The S&P - full name, Standard & Poor's 500-stock index - measures the market value of its 500 stocks. But the Dow - full name, Dow Jones industrial average - adds up the prices of its 30 stocks and then divides the total. Lots of people call the Dow an index, but it's really an average. And that makes a huge difference.
For example, some numbers-crunchers at Bloomberg calculated that had the Dow added Apple rather than Bank of America in 2008 and had Apple not split its stock 7 for 1 last year, the Dow would now be about 22,000. (An amusing sidelight: Bank of America replaced Altria just in time to get whacked by the financial crisis; it was ousted from the average in 2013, replaced by Goldman Sachs.)
Although everyone knows the Dow, almost no one invests in mutual funds or exchange-traded funds tied to it.

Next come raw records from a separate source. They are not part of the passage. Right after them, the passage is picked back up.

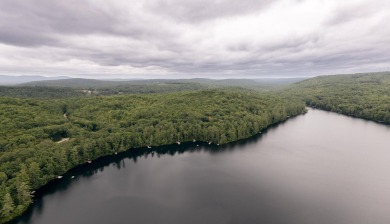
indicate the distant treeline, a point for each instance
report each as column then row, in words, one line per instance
column 361, row 95
column 42, row 139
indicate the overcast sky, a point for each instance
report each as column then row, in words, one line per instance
column 193, row 38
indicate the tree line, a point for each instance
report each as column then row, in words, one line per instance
column 42, row 139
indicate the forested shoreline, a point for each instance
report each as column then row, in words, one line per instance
column 365, row 95
column 45, row 138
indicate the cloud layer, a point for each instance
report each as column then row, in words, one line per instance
column 193, row 38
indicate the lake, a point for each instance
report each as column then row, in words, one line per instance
column 320, row 167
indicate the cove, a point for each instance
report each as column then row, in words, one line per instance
column 320, row 167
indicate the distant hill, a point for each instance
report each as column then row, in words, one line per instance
column 101, row 84
column 15, row 80
column 364, row 95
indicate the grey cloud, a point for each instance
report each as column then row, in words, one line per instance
column 52, row 24
column 201, row 10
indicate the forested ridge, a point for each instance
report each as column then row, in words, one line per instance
column 47, row 130
column 359, row 95
column 42, row 139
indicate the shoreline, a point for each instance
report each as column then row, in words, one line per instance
column 41, row 191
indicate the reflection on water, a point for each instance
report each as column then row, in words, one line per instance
column 317, row 168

For reasons I'll explain some other time, each dollar move in any of the 30 Dow stocks moves the average by 6.42195 points. To give you an extreme example, for the Dow, a $1 move by Travelers' 331 million shares is equal to a $1 move in General Electric's 10.04 billion shares. If GE rises a buck and Travelers falls a buck, the S&P, which measures stock market value, would show a $9.7 billion gain. The Dow, by contrast, would be flat.

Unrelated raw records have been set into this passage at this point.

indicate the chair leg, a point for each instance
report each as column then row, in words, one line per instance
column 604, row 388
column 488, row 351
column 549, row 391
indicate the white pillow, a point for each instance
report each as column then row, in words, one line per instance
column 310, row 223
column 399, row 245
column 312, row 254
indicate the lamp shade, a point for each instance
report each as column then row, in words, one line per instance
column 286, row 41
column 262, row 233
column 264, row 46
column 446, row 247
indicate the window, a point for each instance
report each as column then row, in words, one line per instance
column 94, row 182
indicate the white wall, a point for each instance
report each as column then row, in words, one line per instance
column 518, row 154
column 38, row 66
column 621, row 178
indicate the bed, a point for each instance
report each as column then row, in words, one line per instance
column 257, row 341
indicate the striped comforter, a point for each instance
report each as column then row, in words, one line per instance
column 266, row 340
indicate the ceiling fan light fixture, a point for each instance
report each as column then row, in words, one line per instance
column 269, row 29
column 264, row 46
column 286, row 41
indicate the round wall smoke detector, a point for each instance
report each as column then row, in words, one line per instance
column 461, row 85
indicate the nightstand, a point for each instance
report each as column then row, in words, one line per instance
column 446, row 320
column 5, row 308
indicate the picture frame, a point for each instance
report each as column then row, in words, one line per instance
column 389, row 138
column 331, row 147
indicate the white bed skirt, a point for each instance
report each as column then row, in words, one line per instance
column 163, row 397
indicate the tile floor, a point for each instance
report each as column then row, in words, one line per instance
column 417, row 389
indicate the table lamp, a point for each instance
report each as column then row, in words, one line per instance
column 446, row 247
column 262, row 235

This bizarre situation helps explain why, although everyone knows the Dow, almost no one invests in mutual funds or exchange-traded funds tied to it. The nation's biggest fund operator, Vanguard, says its investors have about $400 billion tied to the S&P but not a penny tied to the Dow.
Now, let me show you what the Dow has to go through to keep the average at the same level when it changes components or one of its stocks splits.
Let's say that the Apple-for-AT&T substitution and Visa's stock split had taken place after Friday's market close.
The Dow was 17,749.31, and the total market price of its components was $2,763.85. You take that number, add Apple's share price ($123.59), and subtract AT&T's price ($32.76) and $198.77 for the reduction in Visa's share price caused by its 4-for-1 split. You end up with a total of $2,655.91.
To keep the Dow at the same 17,749.31 level, each dollar of stock price would be worth 6.68295 Dow points, rather than the previous 6.42195.
Although this arithmetic is complicated, the public doesn't have to deal with it, and the Dow is really easy for non-investment professionals to understand. "You just add up the prices and divide them," says Howard Silverblatt, senior index analyst at S&P Dow Jones Indices. "The simplicity of the Dow is one of its greatest attributes."
Which is why people will be making such a fuss about the new i-Dow over the next few days. Even though it's totally insignificant.